Asiatic Lilies are most often planted to be the focal point of a mixed perennial garden border or container. Their tall stems and dramatic flowers appeal to beneficial pollinators and gardeners alike. Combining these beauties with other garden staples such as shrubs, herbaceous perennials, and annuals can be a little intimidating for some. Picking the right growing companions not only depends on the soil, sunlight, and moisture available, but also on the aggressiveness of the plants. Lilies do not compete well with vigorously growing plants.
Some gardeners have difficulty with Asiatic Lilies ‘disappearing’ from their gardens altogether. Often this is a result of other perennials or shrubs growing taller than the Lilies and shading them out, or the Lilies aren’t able to break through dense mats of roots from ground covers and other perennials growing nearby. Regular dividing of the surrounding plants will help to tame aggressive root systems, although gardeners may want to choose plants with shallower and less aggressive root systems to grow near Lilies. Select companion plants that thrive in the same growing conditions as Asiatic Lilies: full sun, well-draining soil, moderate water, and acidic to slightly alkaline soil pH.
Shrubs To Plant With Lily
Asiatic Lilies combine well with most late spring or summer blooming shrubs. Most Lilies are at their best from May to July. Their large, often brightly colored flowers can be used to contrast the blooms of Viburnum, Weigela, and Hydrangea. Lavender is a wonderful companion for Lilies. The cool blues and silvery foliage of Lavender work well in a relaxing, complementary palette of white, pale pink, or other pastel shades of Lilies, or can accentuate the hot oranges and reds of Tiger Lilies and some Oriental Lilies. The deeply colored foliage and ethereal blooms of Smoke Bush are a great backdrop for taller varieties of Lilies, especially those that bloom later in the season. Keep in mind the mature height of any shrub planted with Lilies. Tall shrubs that block the sun at lower levels will restrict the growth and blooming of Lilies. Lilies grow best with low-growing shrubs.
Perennials To Plant With Lily
The most important consideration for choosing perennials to plant with Lilies is the root system. Herbaceous perennials with dense mats of fibrous roots are not good candidates. Other perennial bulbs such as early spring Daffodils, Tulips, Snow Drops, or Ornamental Allium have shallow roots and pair well with Lilies. The spring bulbs provide early color, and as they die back, Lilies do a great job of hiding their fading foliage.
Other summer-blooming perennials, like Agastache, Echinops, and Salvia have well-behaved root systems that do not inhibit the growth of the more fragile Lily bulbs. Daylilies can be planted with Asiatic Lilies if there is plenty of room between plants. Daylilies are fast-spreading plants that will need to be divided regularly to keep them from overtaking the Asiatic Lily bulbs.

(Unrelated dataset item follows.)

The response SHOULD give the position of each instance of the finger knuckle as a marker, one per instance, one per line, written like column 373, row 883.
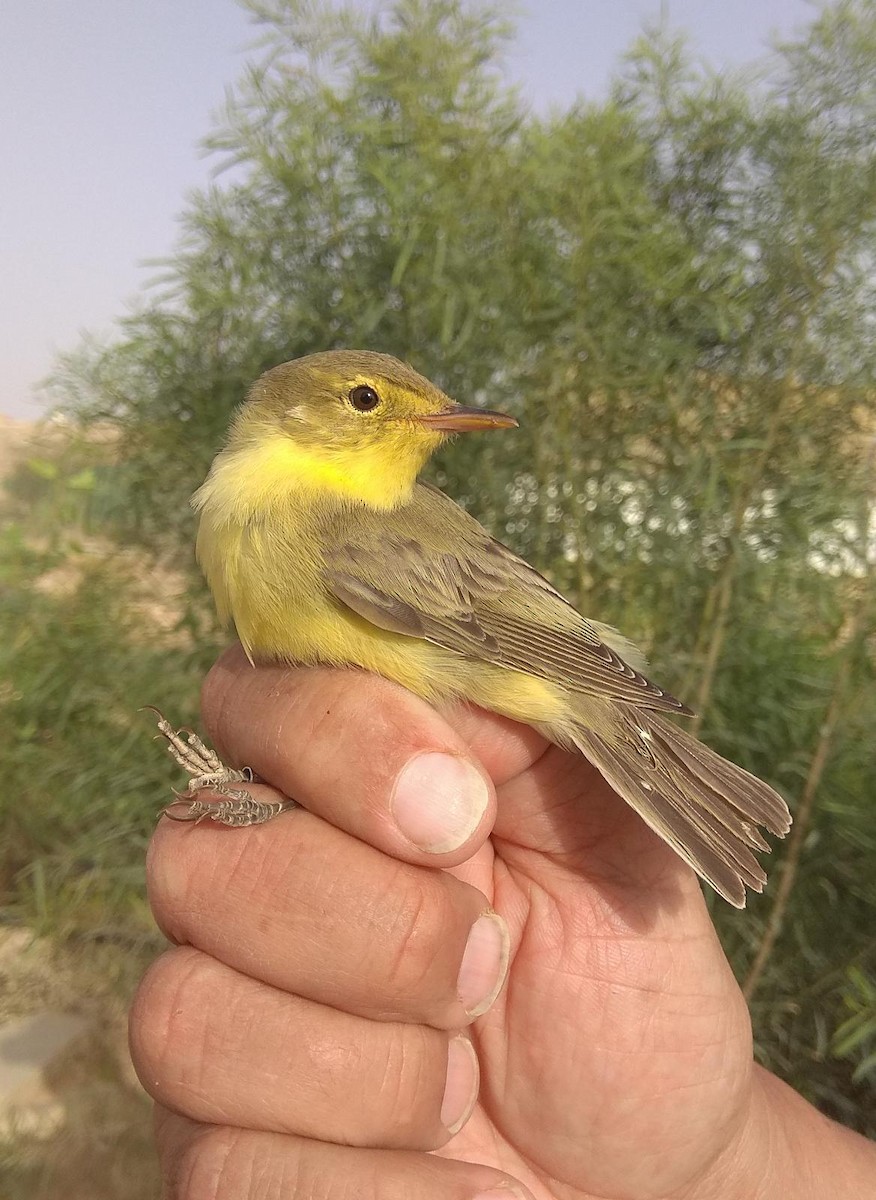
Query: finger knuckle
column 166, row 1030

Annuals To Plant With Lily
Pair with Asiatic Lilies with annual plants that grow well with less water during the summer. Cosmos, Dianthus, Snapdragons, and Pansy do not require much supplemental watering and love a full sun location. The best ground covers to combine with Lilies have shallow and thin roots. Consider Alyssum, Lobelia, or Petunias, which have brilliant color and will remain in bloom for the entire growing season. California Poppies or Nigella have lovely ferny foliage that does not compete with Lilies for light, making them another good annual option.

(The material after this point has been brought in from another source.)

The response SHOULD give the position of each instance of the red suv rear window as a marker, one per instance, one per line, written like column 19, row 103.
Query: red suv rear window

Best Companion Plants For Lily in Containers
Planted in containers, Lilies are the perfect thriller element of a mixed seasonal planting. The Lily bulbs can be planted deeper in a container than they normally would be in the garden. This allows you to add both perennials and annuals to the planter without fear of overwhelming the Lily bulb. Select container companions that prefer full sun (or part shade), moderate fertility, and good drainage. Some fillers that would fit the criteria are Coral Bells, Columbine, and Cranesbill. Spillers should have shallow roots and not be overly aggressive in their spreading habit. Alyssum, Calibrachoa, and Ivy leaf Geraniums will add interesting form and color with Lilies.

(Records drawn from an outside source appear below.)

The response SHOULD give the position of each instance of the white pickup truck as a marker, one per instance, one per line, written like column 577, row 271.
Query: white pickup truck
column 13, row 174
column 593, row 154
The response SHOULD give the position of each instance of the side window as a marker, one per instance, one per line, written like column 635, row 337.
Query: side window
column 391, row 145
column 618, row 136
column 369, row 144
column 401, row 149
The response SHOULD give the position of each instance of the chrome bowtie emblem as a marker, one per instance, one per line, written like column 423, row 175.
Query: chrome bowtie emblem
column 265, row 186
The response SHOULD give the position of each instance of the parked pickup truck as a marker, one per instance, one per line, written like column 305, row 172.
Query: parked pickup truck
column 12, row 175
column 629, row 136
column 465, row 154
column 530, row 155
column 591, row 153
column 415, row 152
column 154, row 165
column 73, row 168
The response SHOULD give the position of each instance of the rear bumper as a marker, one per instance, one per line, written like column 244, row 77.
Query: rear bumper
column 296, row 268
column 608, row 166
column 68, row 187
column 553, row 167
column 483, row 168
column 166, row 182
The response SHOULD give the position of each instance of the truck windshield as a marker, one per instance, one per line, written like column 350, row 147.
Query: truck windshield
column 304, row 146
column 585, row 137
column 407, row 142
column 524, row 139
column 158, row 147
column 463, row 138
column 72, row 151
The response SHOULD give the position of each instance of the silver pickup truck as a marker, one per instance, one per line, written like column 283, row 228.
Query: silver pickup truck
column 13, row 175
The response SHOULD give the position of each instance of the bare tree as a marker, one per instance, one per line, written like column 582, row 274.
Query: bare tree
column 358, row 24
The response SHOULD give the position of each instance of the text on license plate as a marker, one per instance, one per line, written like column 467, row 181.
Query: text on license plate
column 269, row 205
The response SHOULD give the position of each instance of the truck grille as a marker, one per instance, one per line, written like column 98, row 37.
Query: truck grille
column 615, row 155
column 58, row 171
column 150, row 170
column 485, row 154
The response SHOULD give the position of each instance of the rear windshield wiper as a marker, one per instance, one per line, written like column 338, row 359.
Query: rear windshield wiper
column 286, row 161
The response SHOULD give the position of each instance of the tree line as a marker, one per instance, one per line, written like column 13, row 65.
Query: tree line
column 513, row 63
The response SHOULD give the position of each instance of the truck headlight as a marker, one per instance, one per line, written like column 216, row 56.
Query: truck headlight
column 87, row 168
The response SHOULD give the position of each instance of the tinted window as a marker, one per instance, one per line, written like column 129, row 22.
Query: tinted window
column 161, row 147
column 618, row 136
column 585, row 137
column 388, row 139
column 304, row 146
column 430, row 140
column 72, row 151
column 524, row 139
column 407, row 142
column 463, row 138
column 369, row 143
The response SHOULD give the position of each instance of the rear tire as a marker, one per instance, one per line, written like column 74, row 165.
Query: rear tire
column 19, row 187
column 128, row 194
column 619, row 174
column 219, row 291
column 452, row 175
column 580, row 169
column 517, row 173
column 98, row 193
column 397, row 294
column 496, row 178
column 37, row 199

Plants Not To Grow With Lily
Lilies will not tolerate ground covers that are overly aggressive or form dense mats. English Ivy, Sweet Potato Vine, and Violets become too dense for Lilies to grow through. Dense ground cover can also harbor slugs and snails that consider Lilies to be one of their favorite snacks. Avoid companions that grow taller than Lilies. Plants that require full shade or damp soils are also not good companion choices. Do not plant Clematis or any other climbing plant near Lilies. Most varieties of Lily do not have tough enough stems to support vines, no matter if they are annual or perennial.
Best Plants To Grow With Lily
Lilies are regal and dramatic and tend to steal the show in any garden. The best plants to pair with these perennial bulbs will provide a backdrop to set off the show. Look for plants that tolerate drier soils and full sun, and have an interesting element (foliage shape, flower color, seed head) that lasts all season.